StormForger's load testing engine has been based on Tsung since we started our SaaS offering in 2014. In 2019 we began to design a new engine which now has been rolled out to all of our customers. Today I'd like to shed some light where we are coming from and what our reasoning is for moving forward without Tsung.
I'd like to start with how we came to use Tsung1 as our basis to build what you now know as StormForger.
I have been a long-time user of Tsung since around 2009, almost 5 years before StormForger was founded. It started as the foundation of an evaluation framework for my master thesis on "Design Patterns for Scalable, Service-oriented Webarchitectures" and I continued to use it in my time as a freelance consultant.2
Tsung was always fascinating to me mainly because of its use of Erlang and the design approach. It is relatively old (first commit 20013) and often misunderstood in terms of its strengths and weaknesses. Articles trying to compare Tsung to other performance testing tools often fall short because of a lack of understanding how Tsung is meant to be used.4
Tsung is incredibly efficient and scales easily to hundreds of thousands of concurrently active clients on a moderately sized distributed load generator cluster. Because of Erlang's, or better BEAM's, soft-real time properties it works beautifully for measuring duration which allowed us to run very large scale test early on.5
But Tsung is not without its flaws.
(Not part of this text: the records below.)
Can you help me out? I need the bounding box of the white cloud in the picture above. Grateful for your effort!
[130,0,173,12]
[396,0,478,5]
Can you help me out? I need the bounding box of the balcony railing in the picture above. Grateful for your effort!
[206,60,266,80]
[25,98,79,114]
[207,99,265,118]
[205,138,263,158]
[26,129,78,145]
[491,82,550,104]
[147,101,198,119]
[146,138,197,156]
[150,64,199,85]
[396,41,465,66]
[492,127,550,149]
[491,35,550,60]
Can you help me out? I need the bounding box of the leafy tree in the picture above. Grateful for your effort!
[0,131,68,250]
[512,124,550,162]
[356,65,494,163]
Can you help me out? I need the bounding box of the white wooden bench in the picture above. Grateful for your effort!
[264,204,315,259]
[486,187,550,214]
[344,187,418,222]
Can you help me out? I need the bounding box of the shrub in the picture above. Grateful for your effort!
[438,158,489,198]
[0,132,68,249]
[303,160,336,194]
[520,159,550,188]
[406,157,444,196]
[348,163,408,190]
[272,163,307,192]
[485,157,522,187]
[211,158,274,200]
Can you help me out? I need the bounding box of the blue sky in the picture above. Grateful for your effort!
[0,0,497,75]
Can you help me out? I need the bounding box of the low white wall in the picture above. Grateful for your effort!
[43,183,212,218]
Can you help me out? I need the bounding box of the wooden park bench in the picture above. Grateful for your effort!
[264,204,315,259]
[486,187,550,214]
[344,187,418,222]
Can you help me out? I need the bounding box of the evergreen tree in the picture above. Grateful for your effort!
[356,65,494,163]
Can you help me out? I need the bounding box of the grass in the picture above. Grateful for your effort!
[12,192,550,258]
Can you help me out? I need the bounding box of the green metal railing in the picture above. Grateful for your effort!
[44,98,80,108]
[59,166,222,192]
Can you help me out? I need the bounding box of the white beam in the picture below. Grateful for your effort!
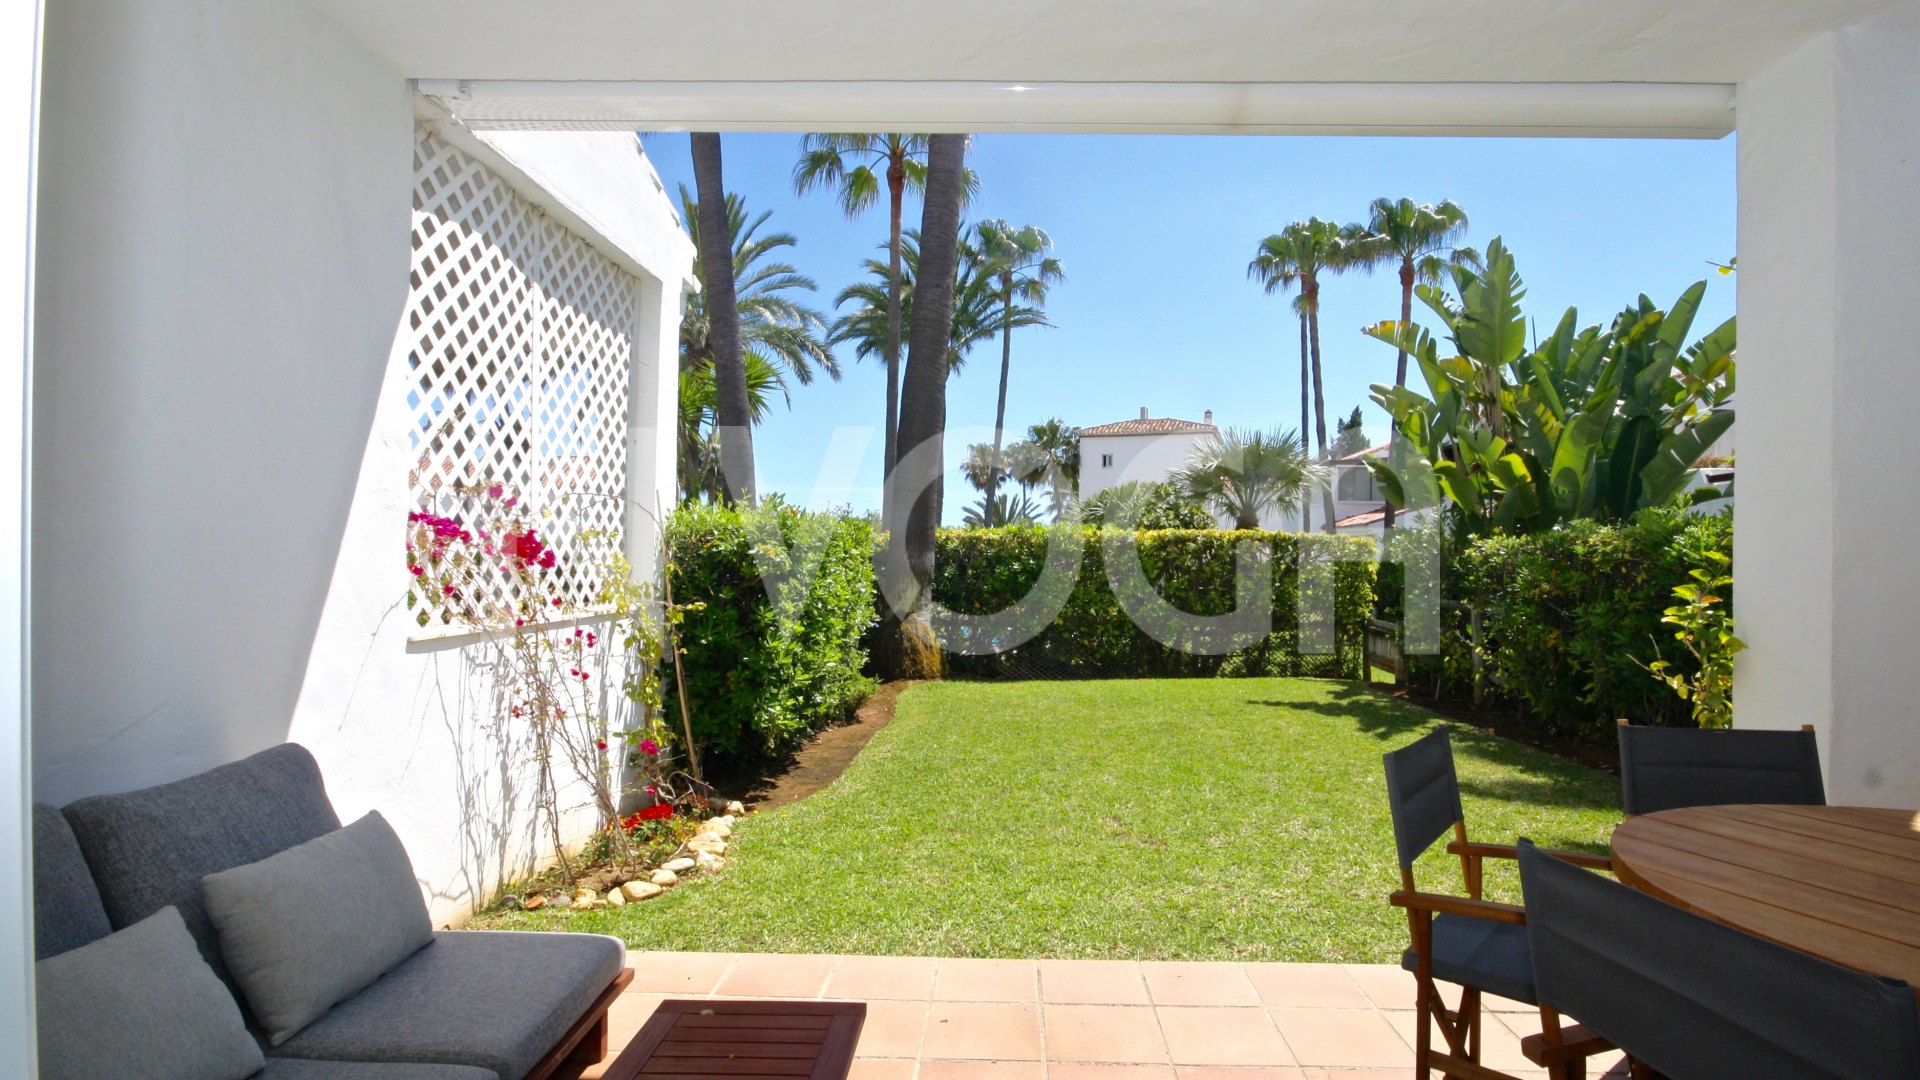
[3,0,41,1074]
[430,80,1736,139]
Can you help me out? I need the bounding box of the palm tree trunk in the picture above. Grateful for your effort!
[1298,308,1311,532]
[1384,259,1414,533]
[986,277,1014,514]
[880,132,967,679]
[1306,285,1335,534]
[883,161,906,491]
[690,132,754,503]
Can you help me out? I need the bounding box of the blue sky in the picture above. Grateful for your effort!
[642,132,1737,524]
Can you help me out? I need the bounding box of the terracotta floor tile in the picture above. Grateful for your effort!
[1337,965,1414,1011]
[711,952,836,998]
[1172,1069,1309,1080]
[1381,1008,1538,1075]
[1238,964,1371,1010]
[1159,1060,1313,1068]
[1142,963,1261,1007]
[1494,1013,1630,1075]
[849,1060,919,1080]
[623,950,736,995]
[923,1002,1046,1060]
[1043,1004,1169,1064]
[1156,1008,1294,1067]
[936,959,1040,1002]
[920,1063,1047,1080]
[1049,1065,1178,1080]
[832,955,942,1000]
[857,999,933,1059]
[1267,1008,1407,1069]
[1040,959,1152,1005]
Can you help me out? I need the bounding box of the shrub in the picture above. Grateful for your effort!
[1451,508,1734,740]
[933,526,1377,679]
[665,499,878,761]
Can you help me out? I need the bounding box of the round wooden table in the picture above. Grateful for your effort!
[1611,804,1920,988]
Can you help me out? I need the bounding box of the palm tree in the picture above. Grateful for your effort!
[958,442,1006,494]
[1354,197,1474,530]
[830,231,1043,377]
[678,358,781,502]
[678,188,837,392]
[961,489,1042,528]
[689,133,755,502]
[882,133,969,678]
[1249,243,1314,528]
[1173,427,1330,531]
[1249,218,1365,531]
[793,136,979,480]
[972,220,1064,511]
[1006,418,1080,516]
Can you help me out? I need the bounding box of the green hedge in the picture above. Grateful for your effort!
[1445,509,1734,740]
[665,500,878,761]
[933,526,1378,679]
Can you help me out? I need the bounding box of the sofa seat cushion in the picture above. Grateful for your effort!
[204,812,435,1045]
[62,743,341,983]
[257,1059,499,1080]
[30,804,111,959]
[271,930,625,1080]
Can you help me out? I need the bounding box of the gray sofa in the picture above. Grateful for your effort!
[32,743,632,1080]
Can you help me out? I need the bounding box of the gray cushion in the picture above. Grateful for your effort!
[1401,912,1537,1005]
[273,930,625,1080]
[204,811,435,1045]
[62,742,341,985]
[35,906,265,1080]
[30,803,111,959]
[256,1060,499,1080]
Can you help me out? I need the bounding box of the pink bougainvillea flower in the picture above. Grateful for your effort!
[585,632,597,648]
[514,618,525,627]
[644,784,657,796]
[441,584,456,596]
[551,598,564,607]
[639,739,660,757]
[409,564,425,577]
[595,739,607,751]
[504,496,518,507]
[486,482,504,499]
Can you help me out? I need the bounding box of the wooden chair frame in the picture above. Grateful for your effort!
[1392,819,1615,1080]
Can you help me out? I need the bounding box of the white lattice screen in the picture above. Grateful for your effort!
[406,129,639,628]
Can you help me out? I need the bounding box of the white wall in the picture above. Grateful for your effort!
[285,125,691,924]
[1734,18,1920,805]
[32,0,413,801]
[30,0,690,929]
[1080,431,1319,531]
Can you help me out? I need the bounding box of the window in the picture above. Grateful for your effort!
[1101,453,1114,468]
[1337,466,1380,503]
[403,129,640,630]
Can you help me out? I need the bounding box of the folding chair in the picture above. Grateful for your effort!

One major shortcoming of Tsung in context of using it in an automated fashion is its design to be used by an operator: Tsung has been designed to be used by a human, sitting in front of a machine (or being SSH'd into one), running a bunch of commands, looking at logs etc. Tsung does not provide nice, machine-readable error messages, some statistics are in a strange format and meant to be processed by a Perl script generating gnuplot programs6. Over time we have found several improvements and workarounds for the fact that Tsung was never meant to be automated. Changing this fundamentally is very hard though.
Another source of problems for us was that Tsung is a multi-protocol7 load testing tool, almost more like a framework for network-based performance testing. StormForger on the other hand has always been focused on HTTP. This made it very hard sometimes to change things in Tsung because of its generic approach to many aspects. For example, supporting HTTP/2 would be a massive undertaking8 which we considered multiple times. In the end it's a good example that you cannot have it both ways: Highly generic and still strong in specialised scenarios.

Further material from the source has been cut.